[Mani Kesock.][178]
There is another Lord, to the eastward, which is called Mani Kesock, and he is eight days’ journey from Mayombe. Here I was with my two negro boys to buy elephants’ hairs and tails. And in a month I bought twenty thousand, which I sold to the Portugals for thirty slaves, and all my charges borne.
From this place I sent one of my negro boys to Mani Seat with a looking-glass. He did esteem it much, and sent me four elephants’ teeth (very great) by his own men, and desired me to cause the Portugals, or any other ship, to come to the northward of the Cape Negro, and he would make fires where his landing place is, for there was never yet any Portugal or other stranger in that place.[179]
[Pygmy Elephant-Hunters.]
To the north-east of Mani Kesock are a kind of little people called Matimbas,[180] which are no bigger than boys of twelve years old, but are very thick, and live only upon flesh, which they kill in the woods with their bows and darts. They pay tribute to Mani Kesock, and bring all their elephants’ teeth and tails to him. They will not enter into any of the Marombos[181] houses, nor will suffer any to come where they dwell; and if by chance any Maramba, or people of Longo [Loango], pass where they dwell, they will forsake that place and go to another.

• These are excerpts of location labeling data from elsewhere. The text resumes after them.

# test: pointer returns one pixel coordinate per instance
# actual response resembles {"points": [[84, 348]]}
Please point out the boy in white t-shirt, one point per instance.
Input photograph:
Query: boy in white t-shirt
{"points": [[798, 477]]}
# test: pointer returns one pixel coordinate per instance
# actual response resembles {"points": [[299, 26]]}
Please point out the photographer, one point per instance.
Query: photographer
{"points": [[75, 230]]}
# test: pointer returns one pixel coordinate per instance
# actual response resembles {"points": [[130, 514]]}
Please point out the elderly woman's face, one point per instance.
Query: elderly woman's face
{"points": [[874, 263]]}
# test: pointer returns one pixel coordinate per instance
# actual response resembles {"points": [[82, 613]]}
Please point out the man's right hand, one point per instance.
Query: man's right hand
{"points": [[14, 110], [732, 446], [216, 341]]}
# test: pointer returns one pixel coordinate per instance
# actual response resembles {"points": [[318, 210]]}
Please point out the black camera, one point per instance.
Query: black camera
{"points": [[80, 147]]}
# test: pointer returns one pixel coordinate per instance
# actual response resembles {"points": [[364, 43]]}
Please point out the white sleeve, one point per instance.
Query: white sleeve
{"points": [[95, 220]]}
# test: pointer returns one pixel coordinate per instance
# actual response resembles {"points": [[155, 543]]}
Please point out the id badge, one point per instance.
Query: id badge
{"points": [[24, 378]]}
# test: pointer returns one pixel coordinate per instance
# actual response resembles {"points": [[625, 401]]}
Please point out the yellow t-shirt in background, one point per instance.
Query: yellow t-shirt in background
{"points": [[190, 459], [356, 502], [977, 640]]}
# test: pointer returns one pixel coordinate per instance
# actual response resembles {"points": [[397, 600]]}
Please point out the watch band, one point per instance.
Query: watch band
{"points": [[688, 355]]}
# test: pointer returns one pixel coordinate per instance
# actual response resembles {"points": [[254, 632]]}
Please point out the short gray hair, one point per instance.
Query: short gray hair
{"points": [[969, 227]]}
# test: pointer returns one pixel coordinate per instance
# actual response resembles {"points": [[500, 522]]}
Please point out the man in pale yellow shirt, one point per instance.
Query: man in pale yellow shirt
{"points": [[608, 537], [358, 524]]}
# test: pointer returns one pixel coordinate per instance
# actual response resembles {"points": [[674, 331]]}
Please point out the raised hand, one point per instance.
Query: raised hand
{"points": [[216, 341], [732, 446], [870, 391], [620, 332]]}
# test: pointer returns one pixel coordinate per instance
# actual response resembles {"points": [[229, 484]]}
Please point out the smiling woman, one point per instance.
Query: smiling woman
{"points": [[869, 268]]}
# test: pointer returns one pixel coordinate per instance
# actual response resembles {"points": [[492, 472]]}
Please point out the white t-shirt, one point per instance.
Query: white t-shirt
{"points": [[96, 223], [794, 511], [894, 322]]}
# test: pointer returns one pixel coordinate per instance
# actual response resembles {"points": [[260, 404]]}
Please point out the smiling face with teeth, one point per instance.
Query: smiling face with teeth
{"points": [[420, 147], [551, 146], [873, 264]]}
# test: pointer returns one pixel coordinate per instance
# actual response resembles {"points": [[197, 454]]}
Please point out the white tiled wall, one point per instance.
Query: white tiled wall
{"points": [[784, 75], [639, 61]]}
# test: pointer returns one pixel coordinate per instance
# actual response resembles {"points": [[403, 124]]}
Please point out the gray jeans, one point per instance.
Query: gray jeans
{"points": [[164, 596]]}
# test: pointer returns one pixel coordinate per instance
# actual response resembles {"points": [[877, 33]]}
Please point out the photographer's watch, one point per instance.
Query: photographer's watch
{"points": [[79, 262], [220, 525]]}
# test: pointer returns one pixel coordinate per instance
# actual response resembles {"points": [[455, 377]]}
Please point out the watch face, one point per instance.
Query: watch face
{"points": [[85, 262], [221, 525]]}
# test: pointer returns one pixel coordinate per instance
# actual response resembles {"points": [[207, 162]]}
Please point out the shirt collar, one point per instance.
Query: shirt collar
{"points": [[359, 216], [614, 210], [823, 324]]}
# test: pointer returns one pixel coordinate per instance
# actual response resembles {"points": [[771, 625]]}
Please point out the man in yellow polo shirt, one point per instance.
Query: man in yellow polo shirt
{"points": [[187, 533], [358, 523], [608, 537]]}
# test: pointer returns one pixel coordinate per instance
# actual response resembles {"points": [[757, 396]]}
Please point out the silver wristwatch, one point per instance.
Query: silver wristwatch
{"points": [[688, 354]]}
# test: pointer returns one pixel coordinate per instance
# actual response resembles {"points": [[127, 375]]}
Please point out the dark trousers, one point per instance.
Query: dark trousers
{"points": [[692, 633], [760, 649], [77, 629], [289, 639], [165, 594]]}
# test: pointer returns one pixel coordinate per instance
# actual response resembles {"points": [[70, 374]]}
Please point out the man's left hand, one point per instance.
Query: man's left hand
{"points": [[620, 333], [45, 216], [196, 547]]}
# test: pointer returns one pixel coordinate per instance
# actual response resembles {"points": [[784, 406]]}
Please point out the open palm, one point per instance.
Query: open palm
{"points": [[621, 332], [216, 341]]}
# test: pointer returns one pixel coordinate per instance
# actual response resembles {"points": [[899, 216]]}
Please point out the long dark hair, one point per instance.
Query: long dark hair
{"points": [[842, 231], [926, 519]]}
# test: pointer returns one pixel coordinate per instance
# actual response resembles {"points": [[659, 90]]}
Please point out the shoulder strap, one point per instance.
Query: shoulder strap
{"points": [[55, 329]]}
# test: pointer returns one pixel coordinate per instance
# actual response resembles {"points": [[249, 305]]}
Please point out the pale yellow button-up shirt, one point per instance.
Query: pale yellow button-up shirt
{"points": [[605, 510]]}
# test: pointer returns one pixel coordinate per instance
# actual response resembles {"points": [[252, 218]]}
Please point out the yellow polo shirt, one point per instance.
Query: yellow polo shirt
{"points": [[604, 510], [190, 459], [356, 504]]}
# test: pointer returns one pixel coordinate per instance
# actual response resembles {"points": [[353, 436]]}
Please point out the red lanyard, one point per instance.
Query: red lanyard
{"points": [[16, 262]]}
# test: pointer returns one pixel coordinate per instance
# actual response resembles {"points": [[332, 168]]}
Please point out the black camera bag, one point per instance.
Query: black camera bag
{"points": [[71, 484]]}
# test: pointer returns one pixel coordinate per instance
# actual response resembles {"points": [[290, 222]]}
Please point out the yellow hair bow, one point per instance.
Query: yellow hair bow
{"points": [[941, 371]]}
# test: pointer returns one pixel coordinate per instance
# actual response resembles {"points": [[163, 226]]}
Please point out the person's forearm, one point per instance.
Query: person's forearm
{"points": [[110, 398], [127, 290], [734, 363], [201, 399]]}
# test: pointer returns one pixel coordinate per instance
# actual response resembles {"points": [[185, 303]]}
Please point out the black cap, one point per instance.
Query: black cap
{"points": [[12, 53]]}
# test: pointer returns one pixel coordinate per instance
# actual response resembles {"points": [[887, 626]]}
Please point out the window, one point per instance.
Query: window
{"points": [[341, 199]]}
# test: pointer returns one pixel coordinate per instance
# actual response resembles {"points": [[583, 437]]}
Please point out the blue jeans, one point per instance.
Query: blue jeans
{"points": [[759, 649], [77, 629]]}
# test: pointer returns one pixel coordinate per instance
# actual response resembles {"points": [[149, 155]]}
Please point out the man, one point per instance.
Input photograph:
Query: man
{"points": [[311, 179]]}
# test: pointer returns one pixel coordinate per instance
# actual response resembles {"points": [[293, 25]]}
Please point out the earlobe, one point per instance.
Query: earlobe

The women carry bow and arrows, as well as the men, and one of these will walk in the woods alone, and kill the Pongos [gorillas] with their poisoned arrows. I have asked the Marombos whether the elephant sheddeth his teeth or no, and they say no! But sometimes they find their teeth in the woods, but they find their bones also.
[Poison Ordeals.]
When any man is suspected of any offence he is carried before the king, or before Mani Bomma [Mamboma],[182] which is, as it were, a judge under the king. And if it be upon matter that he denieth, and cannot be proved but by their oath, then the suspected person is thus sworn: they have a kind of root which they call Imbondo [mbundu].[183]